“Con il ministero si è convenuto sull’utilità del passaggio del Massimo partenopeo nella disponibilità del patrimonio del Comune nell’ambito di un piano di valorizzazione nel Patto per Napoli con risorse da destinare al San Carlo”.  Con queste parole il Sindaco Luigi De Magistris conferma l’accordo di ieri. E’ ufficiale, dunque, che il Teatro San Carlo sarà presto patrimonio del Comune di Napoli, con il benestare del Ministero dei Beni e delle attività culturali.

“La nostra scelta è condivisa dal Governo, il Teatro San Carlo quest’anno passerà al patrimonio del Comune di Napoli – ha poi dichiarato qualche ora fa De Magistris durante un suo intervento a Radio Crc -. Il più antico teatro del mondo diventerà non più teatro dello Stato, ma della città, con un progetto di valorizzazione e per la sistemazione e il miglioramento del teatro”.

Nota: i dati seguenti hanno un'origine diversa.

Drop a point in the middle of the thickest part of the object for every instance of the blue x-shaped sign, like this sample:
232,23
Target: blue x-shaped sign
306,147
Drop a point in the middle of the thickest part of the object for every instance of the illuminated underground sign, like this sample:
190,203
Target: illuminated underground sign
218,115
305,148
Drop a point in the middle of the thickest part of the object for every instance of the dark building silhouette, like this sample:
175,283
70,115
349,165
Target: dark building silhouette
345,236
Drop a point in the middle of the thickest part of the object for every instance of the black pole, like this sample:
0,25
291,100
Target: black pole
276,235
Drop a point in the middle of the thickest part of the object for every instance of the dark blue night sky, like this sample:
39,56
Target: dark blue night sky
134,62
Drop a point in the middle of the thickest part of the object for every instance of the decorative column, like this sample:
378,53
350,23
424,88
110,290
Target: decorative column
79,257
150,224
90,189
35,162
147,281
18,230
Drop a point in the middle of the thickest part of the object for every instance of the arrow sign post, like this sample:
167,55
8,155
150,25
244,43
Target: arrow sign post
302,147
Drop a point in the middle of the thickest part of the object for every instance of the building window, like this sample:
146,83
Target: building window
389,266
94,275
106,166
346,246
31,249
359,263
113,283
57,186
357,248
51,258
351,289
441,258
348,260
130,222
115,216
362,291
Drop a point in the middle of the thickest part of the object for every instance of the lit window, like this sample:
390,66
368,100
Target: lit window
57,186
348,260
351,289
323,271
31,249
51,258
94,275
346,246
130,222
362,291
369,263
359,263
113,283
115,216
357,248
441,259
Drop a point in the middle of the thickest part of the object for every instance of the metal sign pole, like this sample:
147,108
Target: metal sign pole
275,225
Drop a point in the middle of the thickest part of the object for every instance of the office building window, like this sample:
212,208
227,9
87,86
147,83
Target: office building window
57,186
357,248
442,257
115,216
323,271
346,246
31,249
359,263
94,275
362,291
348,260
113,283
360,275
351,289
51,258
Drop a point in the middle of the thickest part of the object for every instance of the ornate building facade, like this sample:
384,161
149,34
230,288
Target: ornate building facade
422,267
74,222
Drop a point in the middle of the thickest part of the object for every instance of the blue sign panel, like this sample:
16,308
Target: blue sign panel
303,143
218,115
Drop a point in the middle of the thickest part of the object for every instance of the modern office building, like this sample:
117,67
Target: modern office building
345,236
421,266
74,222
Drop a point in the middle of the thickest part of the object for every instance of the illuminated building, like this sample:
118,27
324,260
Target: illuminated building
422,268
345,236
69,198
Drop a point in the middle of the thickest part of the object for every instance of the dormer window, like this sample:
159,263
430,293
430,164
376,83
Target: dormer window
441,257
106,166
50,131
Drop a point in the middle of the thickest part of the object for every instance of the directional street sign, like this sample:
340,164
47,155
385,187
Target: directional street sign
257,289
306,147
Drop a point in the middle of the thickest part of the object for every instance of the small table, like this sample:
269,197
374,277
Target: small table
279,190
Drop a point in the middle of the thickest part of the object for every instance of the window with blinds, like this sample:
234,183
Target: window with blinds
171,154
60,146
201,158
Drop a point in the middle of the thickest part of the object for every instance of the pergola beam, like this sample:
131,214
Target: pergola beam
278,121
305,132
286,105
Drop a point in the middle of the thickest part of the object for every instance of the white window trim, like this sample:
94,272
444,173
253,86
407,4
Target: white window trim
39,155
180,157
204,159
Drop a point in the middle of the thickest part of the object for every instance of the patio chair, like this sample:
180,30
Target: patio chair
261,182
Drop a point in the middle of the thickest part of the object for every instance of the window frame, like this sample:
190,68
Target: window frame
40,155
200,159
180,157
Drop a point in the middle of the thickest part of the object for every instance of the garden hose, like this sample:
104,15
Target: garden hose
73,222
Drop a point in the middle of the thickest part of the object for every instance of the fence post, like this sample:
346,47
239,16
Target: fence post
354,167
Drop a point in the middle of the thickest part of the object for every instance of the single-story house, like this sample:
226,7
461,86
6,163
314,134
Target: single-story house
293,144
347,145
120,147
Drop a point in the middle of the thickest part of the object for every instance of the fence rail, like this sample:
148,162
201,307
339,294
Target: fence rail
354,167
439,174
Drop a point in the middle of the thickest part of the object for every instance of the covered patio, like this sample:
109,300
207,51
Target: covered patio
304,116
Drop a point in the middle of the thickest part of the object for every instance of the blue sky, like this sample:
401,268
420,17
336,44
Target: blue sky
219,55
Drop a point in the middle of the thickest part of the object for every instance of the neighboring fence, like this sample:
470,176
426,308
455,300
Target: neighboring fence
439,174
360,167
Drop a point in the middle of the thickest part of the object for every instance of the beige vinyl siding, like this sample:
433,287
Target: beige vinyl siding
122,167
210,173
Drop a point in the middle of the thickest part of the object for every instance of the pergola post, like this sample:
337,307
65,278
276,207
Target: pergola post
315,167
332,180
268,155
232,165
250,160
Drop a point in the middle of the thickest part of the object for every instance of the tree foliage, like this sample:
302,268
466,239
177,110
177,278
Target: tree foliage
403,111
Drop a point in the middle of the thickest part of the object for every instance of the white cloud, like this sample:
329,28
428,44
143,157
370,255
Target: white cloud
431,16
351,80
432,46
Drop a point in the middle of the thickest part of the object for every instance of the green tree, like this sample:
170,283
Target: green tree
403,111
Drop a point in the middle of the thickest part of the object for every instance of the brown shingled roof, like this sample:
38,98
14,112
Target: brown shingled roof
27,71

Oltre al San Carlo, ieri a Roma Bonisoli e De Magistris hanno anche parlato di altri teatri cittadini, “il Mercadante e il San Ferdinando”, e discusso il progetto Centro storico Unesco e delle griglie di piazza del Plebiscito per la metropolitana cittadina, che sono stati nuovamente bloccati dal Mise. De Magistris ha con forza ribadito che Palazzo San Giacomo non si ferma e che c’è la convinzione totale della correttezza progettuale.